Indeed, roughly half of those questioned for contact tracing are believed to not give full or truthful answers, according to the military’s estimate.

On Wednesday, IDF Chief of Staff Aviv Kohavi called for cooperation with the contact tracers in order to ensure that they are able to find people who may have contracted the virus and prevent further outbreaks.

“This task force will not be effective if there is not cooperation [from] the public. I am here asking: Work with the task force, give full reports. We can beat this, but that requires cooperation,” Kohavi said.

The task force has also recently detected a potentially worrying trend regarding self-isolation: Currently, nearly 40 percent of people who are meant to go into quarantine do not report to the Health Ministry that they are doing so, according to military findings.

Currently, when a person is informed via text message that they are required to go into quarantine because they have been in contact with a confirmed coronavirus carrier, they are meant to visit the Health Ministry’s website and file a report that they are self-isolating, where and for how long.

Defense Minister Benny Gantz (right) bumps elbows with Brig. Gen. Nissan Davidi, who was tasked with leading the military’s Coronavirus Command on August 4, 2020. (Ariel Hermoni/Defense Ministry)
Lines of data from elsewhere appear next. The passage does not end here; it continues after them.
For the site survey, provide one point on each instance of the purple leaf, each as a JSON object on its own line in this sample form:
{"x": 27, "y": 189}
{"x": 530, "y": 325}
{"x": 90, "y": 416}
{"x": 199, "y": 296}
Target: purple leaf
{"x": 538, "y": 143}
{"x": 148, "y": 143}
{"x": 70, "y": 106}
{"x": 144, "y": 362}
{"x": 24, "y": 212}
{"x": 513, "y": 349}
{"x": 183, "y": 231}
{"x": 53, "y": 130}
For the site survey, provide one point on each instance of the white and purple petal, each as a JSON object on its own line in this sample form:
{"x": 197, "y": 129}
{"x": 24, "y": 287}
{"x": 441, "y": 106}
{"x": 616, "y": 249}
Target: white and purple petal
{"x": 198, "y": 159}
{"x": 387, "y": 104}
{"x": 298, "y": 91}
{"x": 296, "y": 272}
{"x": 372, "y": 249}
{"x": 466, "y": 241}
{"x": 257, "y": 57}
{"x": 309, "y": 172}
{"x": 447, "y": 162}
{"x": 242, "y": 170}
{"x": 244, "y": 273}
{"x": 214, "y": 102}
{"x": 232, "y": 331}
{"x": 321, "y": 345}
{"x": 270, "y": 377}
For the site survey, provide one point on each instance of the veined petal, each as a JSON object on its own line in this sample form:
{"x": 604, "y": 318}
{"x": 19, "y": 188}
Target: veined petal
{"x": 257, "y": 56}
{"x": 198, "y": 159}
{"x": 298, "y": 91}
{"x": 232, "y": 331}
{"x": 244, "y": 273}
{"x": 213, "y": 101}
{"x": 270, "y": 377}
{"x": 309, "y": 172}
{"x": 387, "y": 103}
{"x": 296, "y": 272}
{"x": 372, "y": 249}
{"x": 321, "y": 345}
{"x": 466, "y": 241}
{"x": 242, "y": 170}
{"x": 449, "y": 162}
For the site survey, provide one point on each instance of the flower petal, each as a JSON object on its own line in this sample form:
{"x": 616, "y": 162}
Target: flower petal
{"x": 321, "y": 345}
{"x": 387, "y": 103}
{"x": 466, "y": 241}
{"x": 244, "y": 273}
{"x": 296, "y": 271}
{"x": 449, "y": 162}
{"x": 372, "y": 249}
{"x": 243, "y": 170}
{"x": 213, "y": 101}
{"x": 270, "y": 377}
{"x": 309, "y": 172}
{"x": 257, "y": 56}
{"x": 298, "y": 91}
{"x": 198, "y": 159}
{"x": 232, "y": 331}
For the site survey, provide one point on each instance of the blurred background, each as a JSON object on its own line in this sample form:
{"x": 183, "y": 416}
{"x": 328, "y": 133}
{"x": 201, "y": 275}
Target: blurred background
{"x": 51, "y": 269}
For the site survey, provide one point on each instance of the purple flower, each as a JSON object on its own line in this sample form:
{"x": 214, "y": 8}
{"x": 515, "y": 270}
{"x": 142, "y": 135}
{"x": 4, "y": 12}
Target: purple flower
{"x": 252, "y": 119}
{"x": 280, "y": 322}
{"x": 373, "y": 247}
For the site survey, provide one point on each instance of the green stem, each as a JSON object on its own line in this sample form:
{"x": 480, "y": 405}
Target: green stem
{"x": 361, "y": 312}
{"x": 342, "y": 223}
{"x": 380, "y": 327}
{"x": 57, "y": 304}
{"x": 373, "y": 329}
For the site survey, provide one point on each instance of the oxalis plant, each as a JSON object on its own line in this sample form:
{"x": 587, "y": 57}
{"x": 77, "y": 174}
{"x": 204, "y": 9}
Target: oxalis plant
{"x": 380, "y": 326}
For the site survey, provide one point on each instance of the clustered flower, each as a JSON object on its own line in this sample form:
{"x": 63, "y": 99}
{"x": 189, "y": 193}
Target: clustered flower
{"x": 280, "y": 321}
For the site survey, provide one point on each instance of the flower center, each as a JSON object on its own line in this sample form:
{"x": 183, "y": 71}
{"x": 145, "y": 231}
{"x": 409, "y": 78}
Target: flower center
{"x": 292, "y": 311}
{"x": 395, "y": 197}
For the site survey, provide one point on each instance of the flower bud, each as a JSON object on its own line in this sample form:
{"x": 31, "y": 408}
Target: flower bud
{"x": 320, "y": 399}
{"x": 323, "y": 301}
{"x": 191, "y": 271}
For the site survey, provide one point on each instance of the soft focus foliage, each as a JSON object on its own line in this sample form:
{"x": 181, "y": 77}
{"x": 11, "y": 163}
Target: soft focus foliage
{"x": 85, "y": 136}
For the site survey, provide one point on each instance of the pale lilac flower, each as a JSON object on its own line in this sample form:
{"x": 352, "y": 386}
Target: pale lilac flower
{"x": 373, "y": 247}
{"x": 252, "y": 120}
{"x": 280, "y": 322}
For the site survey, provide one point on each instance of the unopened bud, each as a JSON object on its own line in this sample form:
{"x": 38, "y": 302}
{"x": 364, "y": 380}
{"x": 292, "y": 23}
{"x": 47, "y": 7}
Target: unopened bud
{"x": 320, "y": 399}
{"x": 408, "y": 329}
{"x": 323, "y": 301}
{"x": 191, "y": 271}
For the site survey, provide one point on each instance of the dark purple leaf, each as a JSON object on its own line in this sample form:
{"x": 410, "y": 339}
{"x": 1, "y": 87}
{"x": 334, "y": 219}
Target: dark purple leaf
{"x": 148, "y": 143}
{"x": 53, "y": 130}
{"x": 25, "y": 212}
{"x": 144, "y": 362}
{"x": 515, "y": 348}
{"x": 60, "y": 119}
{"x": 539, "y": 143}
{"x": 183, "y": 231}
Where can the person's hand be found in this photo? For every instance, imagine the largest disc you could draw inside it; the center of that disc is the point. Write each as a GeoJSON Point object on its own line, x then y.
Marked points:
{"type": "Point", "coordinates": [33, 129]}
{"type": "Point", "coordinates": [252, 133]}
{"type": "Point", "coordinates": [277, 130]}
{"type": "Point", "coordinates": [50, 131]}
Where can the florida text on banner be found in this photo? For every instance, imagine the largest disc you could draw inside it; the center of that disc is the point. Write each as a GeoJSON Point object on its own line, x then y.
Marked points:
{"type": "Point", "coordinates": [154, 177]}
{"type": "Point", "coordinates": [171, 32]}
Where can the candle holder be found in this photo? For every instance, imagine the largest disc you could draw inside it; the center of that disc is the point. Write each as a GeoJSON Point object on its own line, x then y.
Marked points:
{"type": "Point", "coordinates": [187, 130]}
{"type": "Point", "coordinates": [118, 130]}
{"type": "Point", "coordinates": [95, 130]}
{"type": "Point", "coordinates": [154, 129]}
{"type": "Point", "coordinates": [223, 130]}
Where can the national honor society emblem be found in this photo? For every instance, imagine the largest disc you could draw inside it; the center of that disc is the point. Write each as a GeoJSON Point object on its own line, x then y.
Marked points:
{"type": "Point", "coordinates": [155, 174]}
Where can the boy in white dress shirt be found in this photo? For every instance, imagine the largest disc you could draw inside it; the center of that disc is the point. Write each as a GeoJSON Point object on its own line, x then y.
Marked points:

That 39% of people who are meant to go into quarantine do not file these reports does not necessarily mean that those people are not quarantining themselves, but rather that they are not providing that information to authorities as they are legally required to do. This makes it more difficult for police and the Health Ministry to ensure that they are remaining in home quarantine for the required amount of time.

To better predict flareups, the coronavirus task force — dubbed “Alon” — also plans to shift its focus to a more granular level, looking not at cities as a whole but at neighborhoods and streets. The city of Tel Aviv, for instance, may be considered a “green” city, with relatively few overall cases, but some neighborhoods within it could be hotspots that could potentially cause wider flare-ups.

In order to prevent the spread of COVID-19, the military intends to streamline the process of diagnosing carriers of the disease and instructing people with whom they may have been in contact to go into quarantine. The IDF plans to be able to direct these potential carriers of the coronavirus to self-isolate within 30 hours of a person being diagnosed through rapid questionnaires and high-speed testing — much faster than the multiple days that it currently takes.

A medical worker in protective clothing tests a man for coronavirus at the Hebrew University of Jerusalem, on October 21, 2020. (Olivier Fitoussi/Flash90)

The military is also gearing up for potential winter outbreaks by ensuring that it can perform large numbers of tests of suspected carriers while also being able to perform regular survey screenings of schools and retirement communities.

As of Thursday evening, the number of active cases in Israel stood at 17,869, after plummeting in recent weeks as a month-long lockdown has managed to significantly curb infection numbers.